Deficiencies that are apparent only in performing complex procedures or tasks would not satisfy the intent of this paragraph B criterion. However, if you can complete many simple tasks, we may nevertheless find that you have a marked limitation in concentration, persistence, or pace if you cannot complete these tasks without extra supervision or assistance, or in accordance with quality and accuracy standards, or at a consistent pace without an unreasonable number and length of rest periods, or without undue interruptions or distractions.

An example of facts considered in determining whether a listing is met for a brain injury would include those found in Listing 12.02:

12.02 Organic mental disorders: Psychological or behavioral abnormalities associated with a dysfunction of the brain. History and physical examination or laboratory tests demonstrate the presence of a specific organic factor judged to be etiologically related to the abnormal mental state and loss of previously acquired functional abilities. 

The required level of severity for these disorders is met when the requirements in both A and B are satisfied, or when the requirements in C are satisfied. 
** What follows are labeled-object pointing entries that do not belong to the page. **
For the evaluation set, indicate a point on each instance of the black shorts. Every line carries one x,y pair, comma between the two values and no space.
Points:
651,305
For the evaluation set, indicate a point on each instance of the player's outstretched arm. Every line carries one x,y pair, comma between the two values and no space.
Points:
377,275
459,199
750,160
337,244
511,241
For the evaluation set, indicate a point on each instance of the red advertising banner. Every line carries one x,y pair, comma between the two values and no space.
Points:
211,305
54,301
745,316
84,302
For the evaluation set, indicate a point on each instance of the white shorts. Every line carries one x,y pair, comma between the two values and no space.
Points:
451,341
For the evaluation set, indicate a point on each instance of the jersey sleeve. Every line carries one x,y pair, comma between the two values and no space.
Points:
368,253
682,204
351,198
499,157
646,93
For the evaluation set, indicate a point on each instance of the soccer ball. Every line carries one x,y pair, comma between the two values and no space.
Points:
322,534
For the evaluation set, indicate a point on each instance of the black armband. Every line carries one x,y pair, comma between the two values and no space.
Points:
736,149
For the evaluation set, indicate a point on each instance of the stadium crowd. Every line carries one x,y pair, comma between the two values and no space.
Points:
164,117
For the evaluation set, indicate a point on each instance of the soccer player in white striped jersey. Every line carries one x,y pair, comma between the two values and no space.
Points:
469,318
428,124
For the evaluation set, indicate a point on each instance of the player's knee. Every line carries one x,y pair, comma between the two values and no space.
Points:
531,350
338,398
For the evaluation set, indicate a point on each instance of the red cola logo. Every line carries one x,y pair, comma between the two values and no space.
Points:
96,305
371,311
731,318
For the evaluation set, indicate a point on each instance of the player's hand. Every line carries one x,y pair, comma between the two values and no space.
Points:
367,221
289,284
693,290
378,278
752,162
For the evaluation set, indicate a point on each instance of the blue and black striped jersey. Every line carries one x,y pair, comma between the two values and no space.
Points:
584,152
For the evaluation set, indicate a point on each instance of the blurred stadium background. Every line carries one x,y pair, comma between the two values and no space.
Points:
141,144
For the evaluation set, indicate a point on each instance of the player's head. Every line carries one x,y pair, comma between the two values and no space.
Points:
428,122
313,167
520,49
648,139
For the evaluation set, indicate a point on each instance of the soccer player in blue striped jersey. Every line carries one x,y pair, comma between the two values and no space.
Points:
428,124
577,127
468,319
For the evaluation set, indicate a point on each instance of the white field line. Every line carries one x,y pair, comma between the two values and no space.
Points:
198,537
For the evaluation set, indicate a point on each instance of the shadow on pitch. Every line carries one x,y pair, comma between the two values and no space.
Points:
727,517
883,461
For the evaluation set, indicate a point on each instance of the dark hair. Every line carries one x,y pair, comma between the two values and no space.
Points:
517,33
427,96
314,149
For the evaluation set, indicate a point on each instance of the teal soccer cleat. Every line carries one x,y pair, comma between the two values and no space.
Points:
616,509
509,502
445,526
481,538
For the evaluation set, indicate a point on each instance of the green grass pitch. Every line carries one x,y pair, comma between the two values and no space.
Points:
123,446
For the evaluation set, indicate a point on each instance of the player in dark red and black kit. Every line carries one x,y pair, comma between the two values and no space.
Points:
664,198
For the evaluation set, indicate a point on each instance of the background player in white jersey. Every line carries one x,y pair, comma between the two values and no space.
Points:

A. Demonstration of a loss of specific cognitive abilities or affective changes and the medically documented persistence of at least one of the following: 

1. Disorientation to time and place; or

2. Memory impairment, either short-term (inability to learn new information), intermediate, or long-term (inability to remember information that was known sometime in the past); or

3. Perceptual or thinking disturbances (e.g., hallucinations, delusions); or

4. Change in personality; or

5. Disturbance in mood; or

6. Emotional lability (e.g., explosive temper outbursts, sudden crying, etc.) and impairment in impulse control; or

7. Loss of measured intellectual ability of at least 15 I.Q. points from premorbid levels or overall impairment index clearly within the severely impaired range on neuropsychological testing, e.g., Luria-Nebraska, Halstead-Reitan, etc; 


B. Resulting in at least two of the following:

1. Marked restriction of activities of daily living; or

2. Marked difficulties in maintaining social functioning; or

3. Marked difficulties in maintaining concentration, persistence, or pace; or

4. Repeated episodes of decompensation, each of extended duration; 


C. Medically documented history of a chronic organic mental disorder of at least 2 years’ duration that has caused more than a minimal limitation of ability to do basic work activities, with symptoms or signs currently attenuated by medication or psychosocial support, and one of the following: 

1. Repeated episodes of decompensation, each of extended duration; or

2. A residual disease process that has resulted in such marginal adjustment that even a minimal increase in mental demands or change in the environment would be predicted to cause the individual to decompensate; or

3. Current history of 1 or more years’ inability to function outside a highly supportive living arrangement, with an indication of continued need for such an arrangement. 


As you can see, these tests get complicated rather quickly, and the amount of evidence required to prove a case can be very high. Also, even if the claimant does not exactly meet a listing, he or she may medically equal a listing, or have limitations that would preclude gainful employment either due solely to the brain injury or in conjunction with other limitations.

If you or a loved one has a brain injury it is important to retain the services of a claimant’s representative who is familiar with the requirements of the law, and who can help you to present the correct evidence to the ALJ for consideration of your disability.